For example, in October 2017 in Virginia and in other locations, Hurricane Jose, which never made landfall but churned hundreds of miles off the U.S. coast, contributed to king-tide flooding. Off Sewells Point near Norfolk, the water rose 0.73 feet (.22 meters) above what the National Oceanic and Atmospheric Administration considers minor flood stage there.
Such situations are becoming increasingly common and more troublesome. In Florida, the number of king tides has soared 400 percent between 2006 and 2016. And during summer of 2019, Miami set multiple high-tide records in late July and early August.
Why the increase? Although there are many reasons why king tides are driving water further inland, none is more worrisome than climate change. As Earth warms, ice melts and the temperature of the ocean gets hotter. When that happens, water expands and rises.
"The king tides are garnering more attention now due to the derivative effects of sea level rise, and coastal land subsidence due to the draining of subsurface aquifers for drinking water in many coastal regions," Loftis says.
Brian McNoldy, a scientist at the University of Miami's Rosenstiel School of Marine and Atmospheric Science, says seasonal effects, such as the amount of precipitation, also play a role. In addition, when trees and plants begin to shut down for the winter and shed their leaves, they cannot absorb as much rain runoff as they do in the spring and summer. As a result, the increase runoff contributes to flooding during king tides.

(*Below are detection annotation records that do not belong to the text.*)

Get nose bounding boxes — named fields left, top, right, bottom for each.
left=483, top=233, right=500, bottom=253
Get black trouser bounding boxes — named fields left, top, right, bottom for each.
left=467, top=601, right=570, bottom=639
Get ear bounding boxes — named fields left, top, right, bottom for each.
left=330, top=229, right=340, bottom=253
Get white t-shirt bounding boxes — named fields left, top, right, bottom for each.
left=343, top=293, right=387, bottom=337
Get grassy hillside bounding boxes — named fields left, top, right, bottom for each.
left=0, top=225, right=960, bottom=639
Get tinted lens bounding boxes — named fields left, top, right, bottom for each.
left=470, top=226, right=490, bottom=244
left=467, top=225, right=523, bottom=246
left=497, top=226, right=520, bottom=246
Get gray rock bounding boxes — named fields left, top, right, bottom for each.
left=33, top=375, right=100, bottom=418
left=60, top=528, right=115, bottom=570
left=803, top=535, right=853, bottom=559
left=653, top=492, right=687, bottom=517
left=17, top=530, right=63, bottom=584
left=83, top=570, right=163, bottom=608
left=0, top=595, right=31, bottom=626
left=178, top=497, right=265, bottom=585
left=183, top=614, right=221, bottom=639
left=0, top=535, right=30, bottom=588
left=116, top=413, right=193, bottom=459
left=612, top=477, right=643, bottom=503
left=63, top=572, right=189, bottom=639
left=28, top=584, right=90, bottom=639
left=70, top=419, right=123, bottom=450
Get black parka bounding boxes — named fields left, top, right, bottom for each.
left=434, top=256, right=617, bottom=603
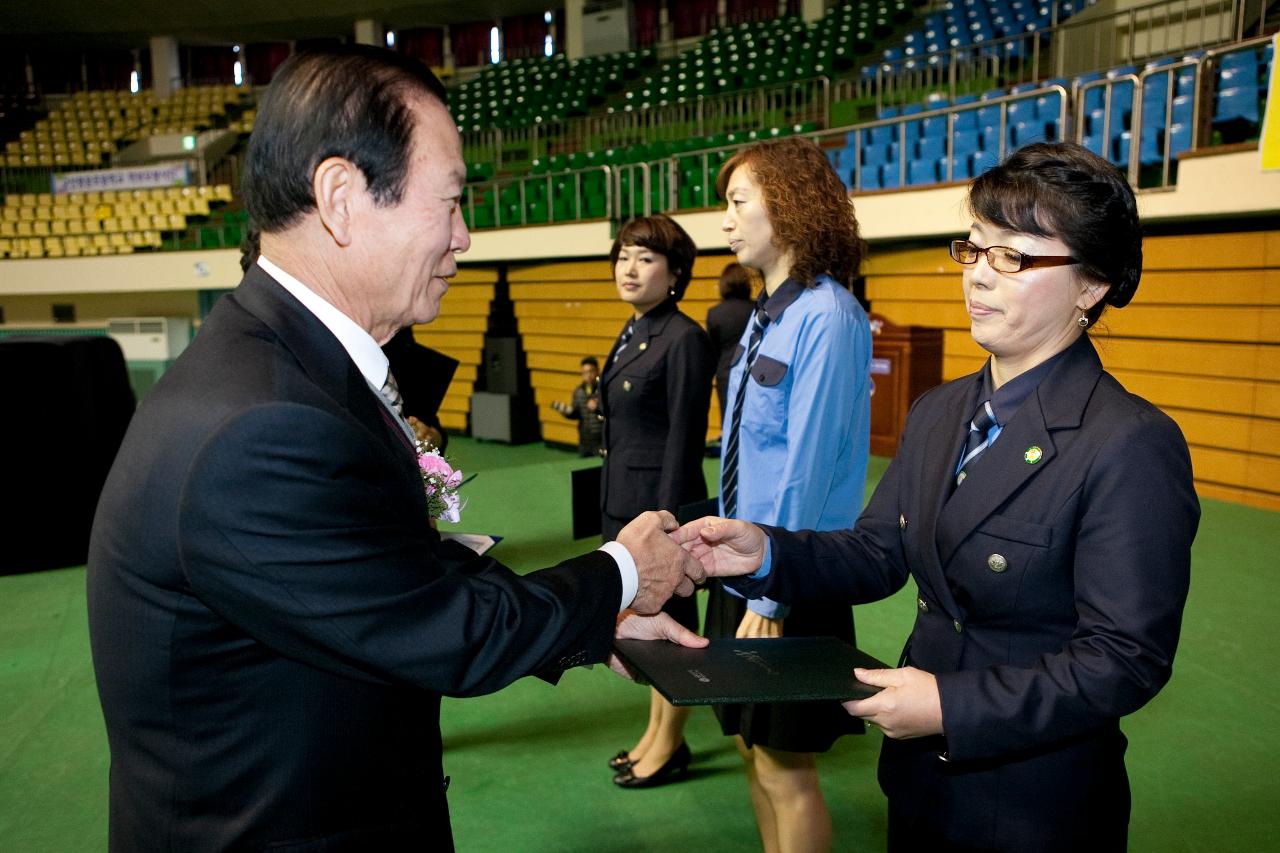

Although wind doesn't have a direct impact on king tides, it does play a role. In South Florida, McNoldy says, a persistent onshore wind increases the water level up to a foot (.03 meters) on top of the regular astronomic tides. The impact on communities can be devastating. Right after Hurricane Irma blew through in 2017, king tides flooded some neighborhoods of Anna Maria Island, Bradenton Beach and parts of South Florida for several days, creating unease in an already ravaged area.